We must not have gotten the message here in Minnesota, because I definitely get the feeling that a small but definite percentage of straight women are not comfortable around me in locker rooms (or indeed, comfortable having me within about twenty feet). But as I say, I am pretty visibly queer and not feminine looking - I expect it's different for femme queer women. (I stopped going to the gym because I hated feeling like my mere existence was grossing people out, actually.
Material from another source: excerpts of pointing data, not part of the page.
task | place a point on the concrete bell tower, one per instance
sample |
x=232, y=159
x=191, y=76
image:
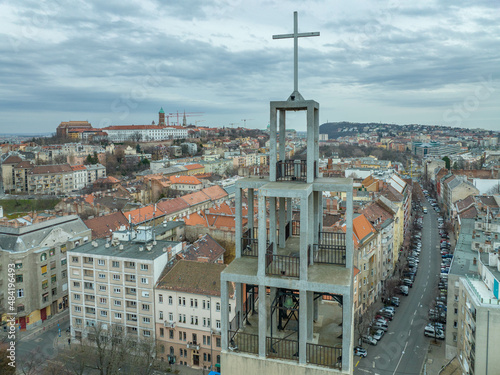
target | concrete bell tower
x=293, y=280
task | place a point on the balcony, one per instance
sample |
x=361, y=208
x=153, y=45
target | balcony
x=193, y=345
x=287, y=349
x=292, y=170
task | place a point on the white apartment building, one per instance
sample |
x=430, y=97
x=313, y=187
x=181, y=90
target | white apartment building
x=188, y=314
x=145, y=132
x=112, y=283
It just got too stressful.) I mean I am horribly sensitive to the whole body/gender/sexuality issues thing because I'm queer and fat, but those two things together seem to translate into "ooooh the gross pervert lady is going to look at me" even though I do everything I can to signal that I would rather gnaw off my forearm.
posted by Frowner at 11:54 AM on April 16, 2014


There are several amusing art car ideas here, like maybe you enter one side clothed and exist onto the playa nude from the other, while the 'staff' attaches the clothing bundle to your bike.
posted by jeffburdges at 11:55 AM on April 16, 2014 [2 favorites]
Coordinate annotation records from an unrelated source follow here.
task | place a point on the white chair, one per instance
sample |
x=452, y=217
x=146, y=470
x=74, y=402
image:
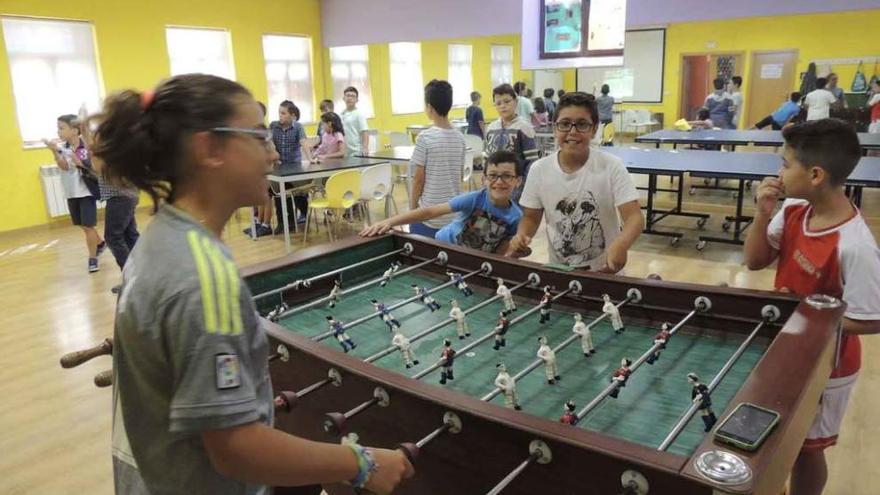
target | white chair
x=376, y=185
x=467, y=171
x=398, y=139
x=475, y=145
x=644, y=120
Great link! All the pictures are really fascinating.

When I was small at school (during the seventies), all kids up to 10 changed together, regardless of gender. And yes, there was bullying, but I think the smallest boys found it safer to change together with the girls.

Private booths for changing were so rare, I was always confused about what to do in them. After all, you would need to be naked for the shower and sauna, which were both open. Or not? So why the private changing booth?

My parents were completely conservative, and hated the hippies and their ways, but they weren't at all shy about sharing the bathroom with the whole family or walking around the house naked. Embarrassingly, they only put on a robe when my friends came over, where I would have preferred real clothes (but their parents were all the same). I think it was even part of their conservative beliefs: here in my home, I can do whatever I want without government interference!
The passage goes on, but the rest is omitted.